Southwest University
- Type: Private, for-profit
- Established: 1982
- Accreditation: Distance Education Accrediting Commission (until 2019)
- Location: Kenner, Louisiana, United States
- Campus: Online / Distance education

= Southwest University (Louisiana) =

Private for-profit university

Southwest University (SWU) is a private for-profit university located in Kenner, Louisiana. Founded in 1982, the university offered associate degrees, bachelor's degrees, master's degrees, and certificate programs.

==Academics==
Southwest University offers associate degrees in business administration, criminal justice and general studies; bachelor's degrees in business administration, criminal justice, human resource management, international business, leadership and management, management, marketing, organizational management; master's degrees in business administration, criminal justice and organizational management and it has certificate programs. In the 1980s it offered additional degree programs; BA/MA/Doctor in Psychology, BA/MA/Doctor Counselling/Hypnotherapy, BA/MA/Doctor Counselling Psychology, Doctor of Philosophy in Counseling Psychology, BA/MA/Doctor of Science in Holistic Health Sciences, BS/MS/Doctor in Business Administration, BA/MA/Doctor of Arts in Hospital Administration, BA/MA/Doctor in Criminal Justice and BA/MA/Doctor in Security Administrations. Distance study (non-residential) requirements included assigned study courses, self-developed curriculum plan, research projects and a thesis/dissertation. Additional credit could be obtained by transfer credit, prior learning/experiential learning and military service courses. These degrees were first recognized by the State of Louisiana then the DEAC, CHEA and finally the US department of Education. Theses were registered with the Library of Congress. The University offered an online store for merchandise.

==History==
Southwest University was founded in 1982.

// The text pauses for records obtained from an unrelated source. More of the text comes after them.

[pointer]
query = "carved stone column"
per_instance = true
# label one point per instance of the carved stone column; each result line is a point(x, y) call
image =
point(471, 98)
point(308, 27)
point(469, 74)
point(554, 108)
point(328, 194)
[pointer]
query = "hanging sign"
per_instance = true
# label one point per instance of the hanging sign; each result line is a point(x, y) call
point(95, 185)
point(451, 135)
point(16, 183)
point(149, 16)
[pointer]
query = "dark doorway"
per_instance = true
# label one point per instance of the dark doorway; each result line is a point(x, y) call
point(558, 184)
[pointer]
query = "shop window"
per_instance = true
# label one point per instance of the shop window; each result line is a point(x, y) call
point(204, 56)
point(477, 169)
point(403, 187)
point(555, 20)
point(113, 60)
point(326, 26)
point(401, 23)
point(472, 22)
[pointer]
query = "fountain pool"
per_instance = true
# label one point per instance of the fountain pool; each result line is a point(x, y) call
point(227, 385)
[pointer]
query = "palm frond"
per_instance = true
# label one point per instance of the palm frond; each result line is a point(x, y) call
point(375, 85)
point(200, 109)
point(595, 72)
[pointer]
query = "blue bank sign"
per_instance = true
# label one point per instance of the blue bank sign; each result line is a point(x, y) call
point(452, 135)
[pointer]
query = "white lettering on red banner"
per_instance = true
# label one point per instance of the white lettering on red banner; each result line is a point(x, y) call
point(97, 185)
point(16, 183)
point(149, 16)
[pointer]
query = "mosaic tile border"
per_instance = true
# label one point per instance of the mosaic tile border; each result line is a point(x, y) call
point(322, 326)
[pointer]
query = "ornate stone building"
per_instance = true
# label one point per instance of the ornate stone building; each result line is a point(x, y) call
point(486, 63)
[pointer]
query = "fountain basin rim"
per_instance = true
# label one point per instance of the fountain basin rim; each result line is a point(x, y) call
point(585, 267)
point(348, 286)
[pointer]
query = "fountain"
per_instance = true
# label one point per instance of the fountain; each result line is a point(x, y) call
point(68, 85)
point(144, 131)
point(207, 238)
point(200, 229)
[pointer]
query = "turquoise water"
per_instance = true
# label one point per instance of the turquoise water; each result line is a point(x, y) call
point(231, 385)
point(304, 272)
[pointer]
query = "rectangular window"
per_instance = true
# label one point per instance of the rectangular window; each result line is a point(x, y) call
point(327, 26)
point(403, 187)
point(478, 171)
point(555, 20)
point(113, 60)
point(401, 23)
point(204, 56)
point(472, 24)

On August 29, 2005, the offices of the university were completely crushed by Hurricane Katrina. The university facilitated understudies from substitute offices for over two years while the offices were reconstructed.

==Accreditation==
Southwest University was first registered with Louisiana Board of Regents in 1983 and was accredited by the Distance Education Accrediting Commission and the Council for Higher Education Accreditation until March 2019. All degrees from Southwest University are recognized by the US Department of Education.